Is it a fixture or chattel?

Contracts for the acquisition of property often include a clause under which the purchaser becomes entitled to any fixtures attached to the property. Generally, fixtures are those immovable objects which are considered part of the land by being fixed or attached to the land. Conversely, chattels are items of property that are moveable and do not form part of land. 

Even in the absence of an express condition in a contract, the common law is that fixtures form part of the land and are, by implication, included in any sale and purchase of land.

In determining whether an object is a fixture or a chattel the court will consider:

  1. The degree of annexation, and
  2. The purpose or object of the annexation.

Under the common law, there is the presumption that if a chattel is attached to land, then it is prima facie a fixture. The strength of this presumption will vary according to the level of attachment of the item to the land. The more attached the item, the stronger the presumption that the item is a fixture. The actual intentions of the parties may be relevant but are not conclusive.

Old cases decided by the courts are instructive, but not always completely helpful as a guide. In the case of Leigh v Taylor 1902, tapestries attached to a wall on wooden frames which were nailed were held to be chattels, not fixtures. This was because the purpose of their attachment was for enjoyment as chattels. But in the case of Re Whaley 1908, the court found tapestries to be a fixture because they were designed to improve and enhance the character of the particular room in which they were displayed. So, the purpose of annexation is a very important consideration and means that like items aren’t necessarily always treated the same way.

The relevance for buyers and sellers of land

The best way to ensure certainty and avoid potential disputes when it comes to the sale or purchase of land is to consider carefully and include express terms in any contract stipulating those items that are included in the sale and purchase and expressly stipulating those items that are not included.

Good examples of items that are movable, but not easily movable, are things like billiard tables, pianos and large heavy urns, statues or sculptures. It is best to be clear in any contract about such items.

Failure to address such items expressly can lead to ambiguity, expensive disputes and potential disappointment.

The relevance for tenants

To avoid hardship for tenants, tenants can remove fixtures they annex to land during a lease.
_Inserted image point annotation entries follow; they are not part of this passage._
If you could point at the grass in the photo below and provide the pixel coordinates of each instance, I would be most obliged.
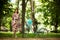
(31, 35)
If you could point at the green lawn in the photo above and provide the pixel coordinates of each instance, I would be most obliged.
(30, 35)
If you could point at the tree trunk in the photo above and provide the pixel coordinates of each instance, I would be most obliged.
(32, 12)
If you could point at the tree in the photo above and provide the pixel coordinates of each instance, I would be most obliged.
(23, 15)
(4, 9)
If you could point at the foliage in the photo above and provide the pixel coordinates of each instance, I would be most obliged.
(41, 35)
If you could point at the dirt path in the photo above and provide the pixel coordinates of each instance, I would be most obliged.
(29, 38)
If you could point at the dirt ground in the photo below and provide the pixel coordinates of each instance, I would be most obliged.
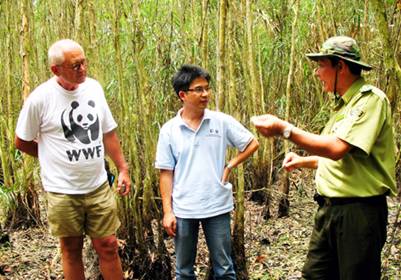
(275, 248)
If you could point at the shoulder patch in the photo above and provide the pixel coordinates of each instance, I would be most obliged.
(374, 90)
(366, 88)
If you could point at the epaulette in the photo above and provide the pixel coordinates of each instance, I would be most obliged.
(375, 90)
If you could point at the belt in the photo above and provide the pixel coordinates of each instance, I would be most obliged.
(333, 201)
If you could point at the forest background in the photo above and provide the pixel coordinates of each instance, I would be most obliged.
(255, 52)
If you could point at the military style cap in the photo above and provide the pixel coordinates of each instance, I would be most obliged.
(342, 47)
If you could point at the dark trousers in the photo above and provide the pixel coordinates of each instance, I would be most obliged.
(347, 240)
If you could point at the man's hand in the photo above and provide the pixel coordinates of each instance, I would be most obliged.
(269, 125)
(226, 174)
(293, 161)
(124, 183)
(169, 223)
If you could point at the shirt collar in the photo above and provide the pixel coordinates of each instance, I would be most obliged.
(353, 89)
(206, 116)
(339, 100)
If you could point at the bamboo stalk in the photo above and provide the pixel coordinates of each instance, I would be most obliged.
(285, 187)
(221, 50)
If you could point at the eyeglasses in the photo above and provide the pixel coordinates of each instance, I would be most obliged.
(200, 90)
(77, 66)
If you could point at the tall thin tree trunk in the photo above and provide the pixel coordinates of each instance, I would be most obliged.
(221, 52)
(393, 69)
(285, 186)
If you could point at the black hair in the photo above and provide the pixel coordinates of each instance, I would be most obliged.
(186, 75)
(355, 69)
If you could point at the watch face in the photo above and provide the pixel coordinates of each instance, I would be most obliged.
(286, 133)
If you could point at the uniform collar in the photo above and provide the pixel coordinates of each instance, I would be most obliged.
(353, 89)
(339, 100)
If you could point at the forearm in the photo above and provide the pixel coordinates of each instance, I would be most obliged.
(166, 190)
(113, 150)
(328, 146)
(242, 156)
(28, 147)
(311, 162)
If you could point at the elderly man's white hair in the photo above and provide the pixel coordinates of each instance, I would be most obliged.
(57, 50)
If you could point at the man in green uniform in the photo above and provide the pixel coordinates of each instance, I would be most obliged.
(355, 161)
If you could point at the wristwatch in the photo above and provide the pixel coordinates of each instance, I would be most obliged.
(287, 131)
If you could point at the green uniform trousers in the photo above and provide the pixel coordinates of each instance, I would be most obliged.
(347, 239)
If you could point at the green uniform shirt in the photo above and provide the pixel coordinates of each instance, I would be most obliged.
(362, 118)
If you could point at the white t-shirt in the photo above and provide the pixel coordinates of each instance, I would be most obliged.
(69, 128)
(198, 158)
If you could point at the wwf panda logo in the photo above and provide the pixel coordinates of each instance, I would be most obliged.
(82, 122)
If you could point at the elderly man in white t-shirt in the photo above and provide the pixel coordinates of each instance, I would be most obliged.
(191, 156)
(67, 124)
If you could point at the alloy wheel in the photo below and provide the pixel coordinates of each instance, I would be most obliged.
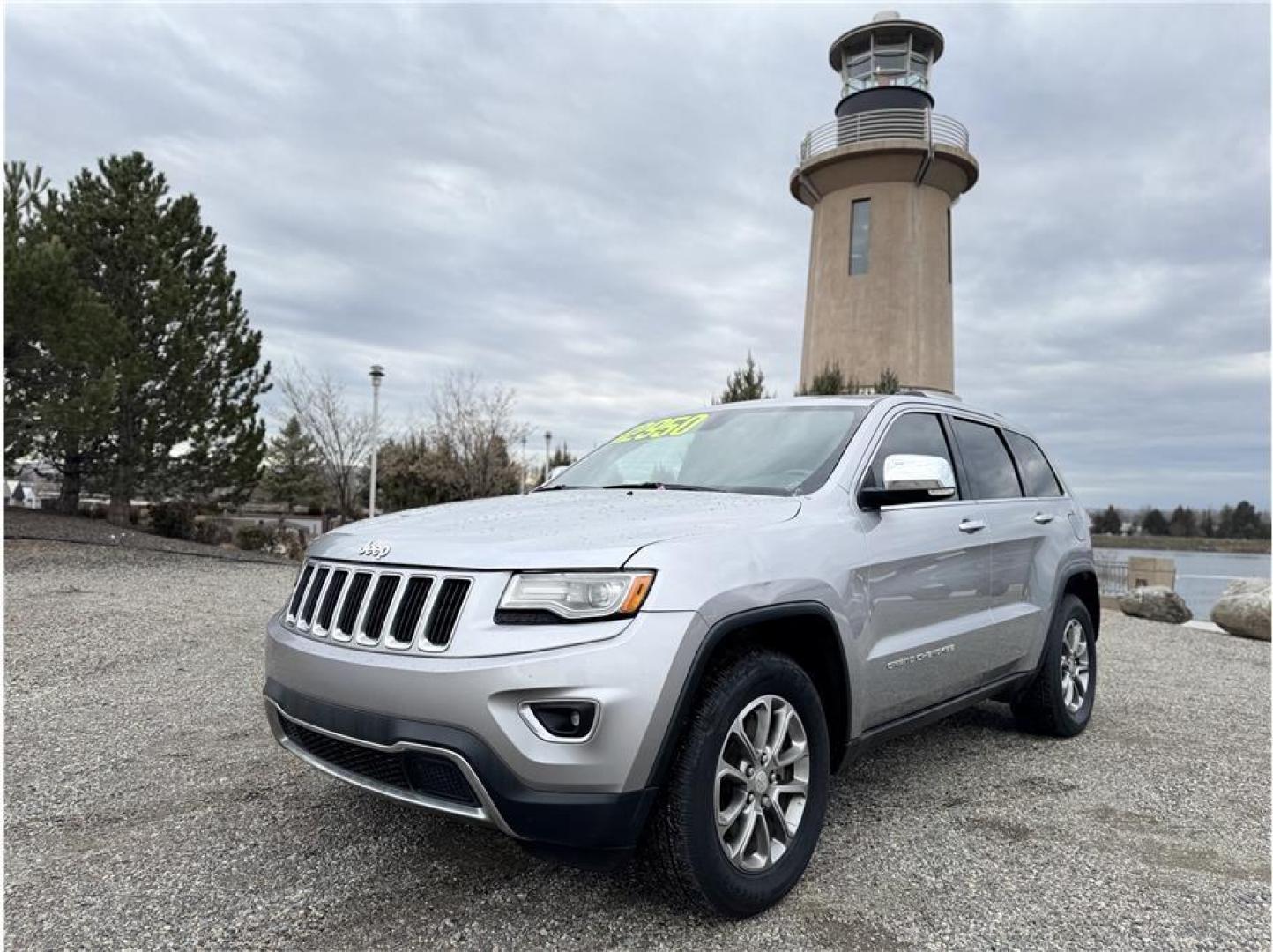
(762, 783)
(1075, 666)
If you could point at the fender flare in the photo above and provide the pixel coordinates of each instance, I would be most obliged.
(707, 650)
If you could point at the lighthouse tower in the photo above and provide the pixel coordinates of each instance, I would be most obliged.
(881, 180)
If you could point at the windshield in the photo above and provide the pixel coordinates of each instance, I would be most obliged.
(779, 452)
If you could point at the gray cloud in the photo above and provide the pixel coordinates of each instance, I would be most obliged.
(590, 204)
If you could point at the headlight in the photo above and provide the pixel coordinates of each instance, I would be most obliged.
(536, 597)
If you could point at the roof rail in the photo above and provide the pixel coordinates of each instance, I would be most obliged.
(923, 392)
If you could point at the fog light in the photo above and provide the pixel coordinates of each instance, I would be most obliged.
(565, 720)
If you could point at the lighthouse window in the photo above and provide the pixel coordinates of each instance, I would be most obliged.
(860, 237)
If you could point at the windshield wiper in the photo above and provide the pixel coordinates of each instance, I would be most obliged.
(661, 485)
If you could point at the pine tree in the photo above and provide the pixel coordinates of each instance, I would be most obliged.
(59, 386)
(1183, 524)
(1108, 524)
(828, 382)
(1153, 524)
(187, 367)
(745, 383)
(292, 470)
(1207, 524)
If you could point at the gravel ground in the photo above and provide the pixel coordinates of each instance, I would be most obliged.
(146, 805)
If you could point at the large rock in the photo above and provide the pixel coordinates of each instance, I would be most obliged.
(1156, 604)
(1244, 608)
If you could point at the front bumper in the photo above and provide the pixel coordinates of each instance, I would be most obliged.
(464, 711)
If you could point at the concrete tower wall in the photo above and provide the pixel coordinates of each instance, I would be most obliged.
(886, 145)
(897, 315)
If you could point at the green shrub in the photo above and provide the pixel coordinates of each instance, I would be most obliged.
(252, 539)
(174, 519)
(212, 532)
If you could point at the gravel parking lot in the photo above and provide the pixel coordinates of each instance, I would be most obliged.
(148, 806)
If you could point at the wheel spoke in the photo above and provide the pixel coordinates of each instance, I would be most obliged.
(763, 842)
(791, 787)
(740, 732)
(748, 829)
(727, 770)
(793, 754)
(779, 814)
(764, 714)
(728, 816)
(778, 736)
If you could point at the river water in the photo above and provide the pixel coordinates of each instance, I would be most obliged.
(1201, 576)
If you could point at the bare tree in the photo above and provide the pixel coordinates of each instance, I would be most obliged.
(341, 435)
(473, 424)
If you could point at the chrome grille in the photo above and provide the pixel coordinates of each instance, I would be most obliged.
(389, 608)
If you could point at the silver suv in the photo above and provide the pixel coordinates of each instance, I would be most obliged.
(676, 642)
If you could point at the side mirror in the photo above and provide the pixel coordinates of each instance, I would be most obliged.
(908, 479)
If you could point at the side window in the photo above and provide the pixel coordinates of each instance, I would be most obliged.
(860, 237)
(1032, 465)
(909, 433)
(989, 470)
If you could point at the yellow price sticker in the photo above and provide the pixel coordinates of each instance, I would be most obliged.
(666, 427)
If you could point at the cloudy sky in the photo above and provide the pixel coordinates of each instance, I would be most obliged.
(590, 203)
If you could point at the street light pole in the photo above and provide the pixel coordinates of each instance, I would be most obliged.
(377, 376)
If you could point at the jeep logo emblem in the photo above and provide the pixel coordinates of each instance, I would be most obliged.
(375, 550)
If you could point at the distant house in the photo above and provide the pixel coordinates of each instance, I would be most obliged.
(20, 494)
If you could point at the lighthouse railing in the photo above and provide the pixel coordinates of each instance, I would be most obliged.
(922, 125)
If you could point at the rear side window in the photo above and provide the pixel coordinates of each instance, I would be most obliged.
(1037, 473)
(986, 464)
(911, 433)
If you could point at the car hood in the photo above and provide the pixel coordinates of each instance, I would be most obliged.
(568, 528)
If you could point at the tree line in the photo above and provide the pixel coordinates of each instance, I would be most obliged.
(748, 383)
(129, 361)
(1241, 521)
(130, 368)
(318, 458)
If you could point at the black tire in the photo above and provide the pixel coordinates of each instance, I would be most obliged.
(682, 849)
(1040, 707)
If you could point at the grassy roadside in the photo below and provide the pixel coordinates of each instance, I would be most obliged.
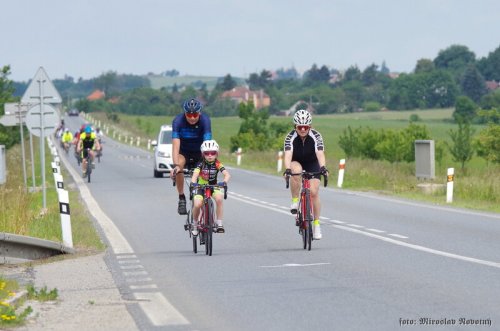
(477, 187)
(21, 210)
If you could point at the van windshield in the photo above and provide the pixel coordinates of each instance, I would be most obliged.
(166, 137)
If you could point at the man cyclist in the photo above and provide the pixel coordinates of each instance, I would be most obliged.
(87, 144)
(66, 139)
(304, 150)
(189, 131)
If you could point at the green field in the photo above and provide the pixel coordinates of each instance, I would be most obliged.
(478, 186)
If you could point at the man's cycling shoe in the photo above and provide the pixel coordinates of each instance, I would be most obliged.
(181, 208)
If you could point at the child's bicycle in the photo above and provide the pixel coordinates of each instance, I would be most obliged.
(206, 224)
(305, 216)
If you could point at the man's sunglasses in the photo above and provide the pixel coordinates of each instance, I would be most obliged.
(192, 115)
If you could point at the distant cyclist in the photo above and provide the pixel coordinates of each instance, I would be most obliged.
(206, 172)
(189, 130)
(304, 150)
(66, 139)
(88, 143)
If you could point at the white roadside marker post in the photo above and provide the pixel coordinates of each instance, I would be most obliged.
(449, 185)
(341, 173)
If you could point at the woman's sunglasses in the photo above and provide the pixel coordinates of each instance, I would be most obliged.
(192, 115)
(303, 127)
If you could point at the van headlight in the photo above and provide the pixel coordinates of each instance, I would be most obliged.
(163, 154)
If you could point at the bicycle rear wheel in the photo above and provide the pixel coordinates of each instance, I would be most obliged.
(89, 170)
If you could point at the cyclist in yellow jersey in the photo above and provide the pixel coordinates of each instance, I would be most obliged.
(206, 173)
(87, 140)
(66, 139)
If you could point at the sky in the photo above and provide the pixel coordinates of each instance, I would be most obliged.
(86, 38)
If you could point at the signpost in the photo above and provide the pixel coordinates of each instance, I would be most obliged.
(41, 118)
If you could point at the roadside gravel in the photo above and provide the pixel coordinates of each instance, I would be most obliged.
(88, 297)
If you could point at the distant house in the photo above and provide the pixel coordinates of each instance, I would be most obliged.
(96, 95)
(244, 94)
(492, 85)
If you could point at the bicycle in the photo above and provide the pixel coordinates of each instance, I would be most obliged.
(305, 216)
(88, 160)
(206, 225)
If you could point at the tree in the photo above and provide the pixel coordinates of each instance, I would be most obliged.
(462, 148)
(473, 84)
(228, 83)
(352, 73)
(455, 58)
(8, 135)
(384, 70)
(424, 65)
(490, 66)
(369, 75)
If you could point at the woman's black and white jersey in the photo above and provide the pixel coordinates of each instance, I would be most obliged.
(304, 151)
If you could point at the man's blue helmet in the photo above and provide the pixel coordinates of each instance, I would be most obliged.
(192, 106)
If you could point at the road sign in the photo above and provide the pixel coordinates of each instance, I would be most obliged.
(12, 113)
(41, 82)
(34, 120)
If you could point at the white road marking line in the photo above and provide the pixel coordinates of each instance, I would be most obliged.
(139, 280)
(143, 287)
(355, 226)
(288, 265)
(159, 310)
(128, 267)
(135, 273)
(349, 228)
(128, 261)
(375, 230)
(119, 257)
(422, 248)
(397, 235)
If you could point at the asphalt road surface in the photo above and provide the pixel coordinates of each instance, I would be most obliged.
(383, 263)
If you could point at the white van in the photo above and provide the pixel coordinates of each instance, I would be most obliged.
(163, 162)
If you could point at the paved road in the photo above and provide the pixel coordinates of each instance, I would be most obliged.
(382, 263)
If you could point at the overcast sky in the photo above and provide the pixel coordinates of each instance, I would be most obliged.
(85, 38)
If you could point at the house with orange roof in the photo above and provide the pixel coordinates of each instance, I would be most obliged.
(243, 94)
(96, 95)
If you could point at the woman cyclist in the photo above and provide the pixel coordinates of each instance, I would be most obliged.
(304, 150)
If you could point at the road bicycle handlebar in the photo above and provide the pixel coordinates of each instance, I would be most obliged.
(196, 187)
(307, 175)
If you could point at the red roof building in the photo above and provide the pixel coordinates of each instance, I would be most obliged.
(243, 94)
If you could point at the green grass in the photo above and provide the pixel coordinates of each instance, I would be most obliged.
(21, 210)
(477, 187)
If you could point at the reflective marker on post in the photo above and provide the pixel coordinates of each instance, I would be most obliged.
(341, 172)
(449, 185)
(65, 218)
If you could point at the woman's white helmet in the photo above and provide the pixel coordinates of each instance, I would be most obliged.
(209, 145)
(302, 117)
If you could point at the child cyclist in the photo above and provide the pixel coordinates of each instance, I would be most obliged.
(206, 172)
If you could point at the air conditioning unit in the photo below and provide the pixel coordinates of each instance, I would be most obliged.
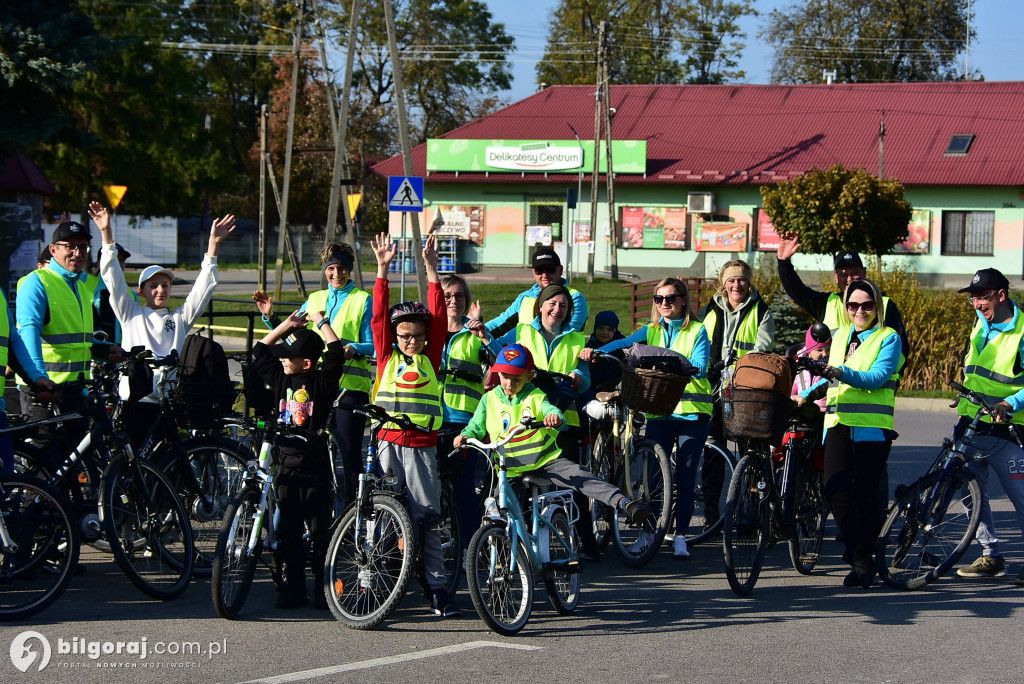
(700, 203)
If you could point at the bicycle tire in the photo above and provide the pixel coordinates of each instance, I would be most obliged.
(744, 539)
(502, 595)
(233, 566)
(920, 543)
(157, 558)
(809, 517)
(218, 465)
(649, 479)
(365, 586)
(562, 586)
(709, 511)
(40, 522)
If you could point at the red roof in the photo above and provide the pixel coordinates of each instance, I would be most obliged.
(758, 134)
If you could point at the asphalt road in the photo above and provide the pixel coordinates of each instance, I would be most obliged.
(672, 621)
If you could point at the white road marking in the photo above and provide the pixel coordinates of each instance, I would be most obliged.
(391, 659)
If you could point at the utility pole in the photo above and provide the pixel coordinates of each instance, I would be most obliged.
(407, 152)
(283, 228)
(597, 150)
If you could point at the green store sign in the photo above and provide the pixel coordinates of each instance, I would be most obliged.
(534, 156)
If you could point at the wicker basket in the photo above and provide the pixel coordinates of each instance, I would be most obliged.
(757, 414)
(651, 391)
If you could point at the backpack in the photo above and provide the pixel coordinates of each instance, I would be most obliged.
(205, 390)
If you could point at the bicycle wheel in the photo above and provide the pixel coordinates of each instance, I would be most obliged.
(809, 518)
(745, 537)
(928, 528)
(146, 527)
(36, 572)
(648, 480)
(233, 565)
(366, 582)
(503, 594)
(712, 487)
(218, 467)
(562, 586)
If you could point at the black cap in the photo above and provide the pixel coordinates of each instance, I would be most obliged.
(847, 258)
(70, 229)
(305, 344)
(987, 279)
(546, 257)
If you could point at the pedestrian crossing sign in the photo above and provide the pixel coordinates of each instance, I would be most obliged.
(404, 193)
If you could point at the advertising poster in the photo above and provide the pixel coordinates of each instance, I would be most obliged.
(919, 238)
(720, 237)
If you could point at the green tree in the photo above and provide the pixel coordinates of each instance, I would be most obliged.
(840, 209)
(868, 40)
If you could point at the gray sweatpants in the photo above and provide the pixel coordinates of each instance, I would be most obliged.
(1007, 460)
(416, 468)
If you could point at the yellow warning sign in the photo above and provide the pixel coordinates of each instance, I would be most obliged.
(115, 194)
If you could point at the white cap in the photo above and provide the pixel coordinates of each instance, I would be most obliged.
(150, 271)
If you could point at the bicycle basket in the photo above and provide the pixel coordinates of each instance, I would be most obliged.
(757, 414)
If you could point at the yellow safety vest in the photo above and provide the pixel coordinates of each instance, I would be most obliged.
(992, 372)
(696, 396)
(411, 388)
(564, 358)
(67, 338)
(860, 408)
(464, 354)
(530, 450)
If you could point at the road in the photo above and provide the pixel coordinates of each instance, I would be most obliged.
(672, 621)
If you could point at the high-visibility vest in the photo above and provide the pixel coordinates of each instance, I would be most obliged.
(67, 338)
(860, 408)
(464, 354)
(410, 387)
(564, 358)
(346, 324)
(530, 450)
(696, 396)
(993, 371)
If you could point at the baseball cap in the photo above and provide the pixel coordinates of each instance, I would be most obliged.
(70, 229)
(305, 344)
(847, 258)
(513, 359)
(150, 271)
(987, 279)
(546, 257)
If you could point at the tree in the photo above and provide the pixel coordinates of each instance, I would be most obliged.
(840, 209)
(868, 40)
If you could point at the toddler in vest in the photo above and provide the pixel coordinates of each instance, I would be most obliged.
(409, 339)
(304, 397)
(515, 398)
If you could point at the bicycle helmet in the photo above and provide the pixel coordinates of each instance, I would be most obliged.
(409, 311)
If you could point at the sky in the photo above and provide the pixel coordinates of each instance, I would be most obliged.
(994, 51)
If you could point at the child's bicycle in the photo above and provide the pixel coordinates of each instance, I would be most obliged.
(506, 552)
(375, 546)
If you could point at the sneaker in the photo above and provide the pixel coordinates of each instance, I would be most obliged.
(440, 604)
(985, 566)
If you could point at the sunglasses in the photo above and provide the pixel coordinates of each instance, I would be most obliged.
(866, 307)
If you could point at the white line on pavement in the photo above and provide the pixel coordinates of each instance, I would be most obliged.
(363, 665)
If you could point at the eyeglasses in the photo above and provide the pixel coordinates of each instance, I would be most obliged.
(81, 249)
(866, 307)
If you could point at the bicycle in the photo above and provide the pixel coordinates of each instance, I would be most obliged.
(39, 546)
(375, 546)
(933, 521)
(772, 499)
(505, 551)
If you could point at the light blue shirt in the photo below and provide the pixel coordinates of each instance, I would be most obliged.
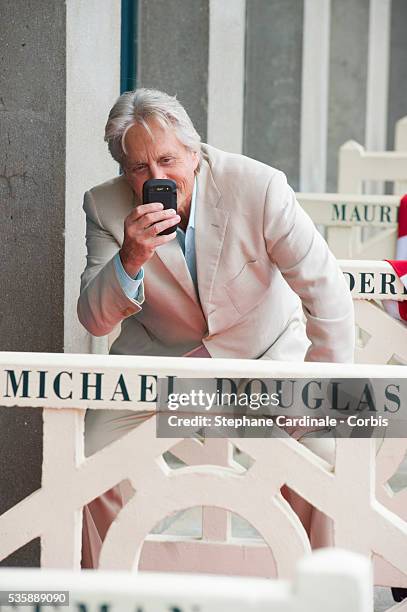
(186, 241)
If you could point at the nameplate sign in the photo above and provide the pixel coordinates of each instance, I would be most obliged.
(347, 211)
(372, 280)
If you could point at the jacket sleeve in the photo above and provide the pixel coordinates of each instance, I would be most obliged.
(102, 302)
(311, 270)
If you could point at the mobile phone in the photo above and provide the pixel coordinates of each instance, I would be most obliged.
(164, 191)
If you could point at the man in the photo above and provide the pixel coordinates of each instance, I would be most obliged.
(232, 277)
(232, 281)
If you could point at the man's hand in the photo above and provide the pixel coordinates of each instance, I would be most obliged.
(141, 227)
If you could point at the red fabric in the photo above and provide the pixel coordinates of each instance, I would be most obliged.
(399, 265)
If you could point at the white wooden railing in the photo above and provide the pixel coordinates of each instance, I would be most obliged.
(368, 518)
(327, 580)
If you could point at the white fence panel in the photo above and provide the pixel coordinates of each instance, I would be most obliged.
(364, 521)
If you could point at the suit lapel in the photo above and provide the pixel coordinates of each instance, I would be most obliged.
(173, 259)
(211, 221)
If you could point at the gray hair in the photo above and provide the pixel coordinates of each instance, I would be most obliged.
(138, 107)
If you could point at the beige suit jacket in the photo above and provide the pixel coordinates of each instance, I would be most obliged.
(258, 257)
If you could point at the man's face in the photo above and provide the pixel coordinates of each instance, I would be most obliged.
(161, 156)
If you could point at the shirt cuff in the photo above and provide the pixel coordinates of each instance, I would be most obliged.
(130, 286)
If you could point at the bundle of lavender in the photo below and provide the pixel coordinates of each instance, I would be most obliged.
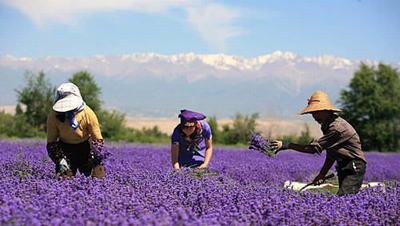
(259, 143)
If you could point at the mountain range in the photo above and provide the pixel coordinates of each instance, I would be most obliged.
(156, 85)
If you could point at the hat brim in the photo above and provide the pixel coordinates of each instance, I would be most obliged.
(68, 103)
(314, 108)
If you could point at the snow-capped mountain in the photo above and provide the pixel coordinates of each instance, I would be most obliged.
(220, 84)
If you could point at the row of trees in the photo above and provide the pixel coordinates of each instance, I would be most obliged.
(371, 104)
(36, 99)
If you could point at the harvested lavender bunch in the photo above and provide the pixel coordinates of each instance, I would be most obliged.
(259, 143)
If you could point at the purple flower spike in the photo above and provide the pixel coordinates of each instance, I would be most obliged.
(259, 143)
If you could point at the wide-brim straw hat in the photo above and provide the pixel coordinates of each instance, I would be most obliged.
(319, 101)
(68, 98)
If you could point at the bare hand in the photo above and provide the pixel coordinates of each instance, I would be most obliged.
(98, 171)
(320, 179)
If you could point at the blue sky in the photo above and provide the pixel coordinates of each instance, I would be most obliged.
(351, 29)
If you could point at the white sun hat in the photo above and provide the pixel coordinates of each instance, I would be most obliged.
(68, 97)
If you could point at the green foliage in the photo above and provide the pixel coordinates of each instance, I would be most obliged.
(37, 96)
(372, 106)
(146, 135)
(90, 91)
Known as “tenants’ fixtures”, subject to the express terms of the lease, a tenant has the right to remove items they attach to the land before the expiry of the lease, provided that the tenant must also make good any damage caused by the removal of such fixtures. This rule extends to trade, domestic or ornamental objects a tenant attaches to land provided the tenant did not intend to make a permanent improvement to the land. In determining whether such an intention existed, the court looks at:

  • Whether removal of the object would cause material injury to the land or cause destruction of the fixture.

Subject to any agreement contained in the lease, a tenant’s right of removal exists until the termination of the lease. If the tenant fails to remove the fixture, they “voluntarily relinquishes their claim (over the property) in favour of the landlord” (Lyde v Russell 1830). There are exceptions to this rule such as:

  1. In tenancies of uncertain duration, the tenant has a reasonable time after the termination for the lease to remove fixtures.
  2. If the leased is ended by forfeiture or surrender, the tenant may remove the fixtures where they retain a right to possession.

Obligations to remove fixtures under Lease  

Lease agreements will commonly stipulate the tenant has an obligation to remove fixtures or other alterations or additions that a tenant has made to the land during the period of the lease, before the expiry of the lease. Failure to comply with such obligations may render the tenant liable to damages (likely to be the costs incurred by the landlord to fulfill the obligation of removal themselves) or any liquidated damages stipulated in the lease in addition to surrendering the possession of any fixtures left to the landlord.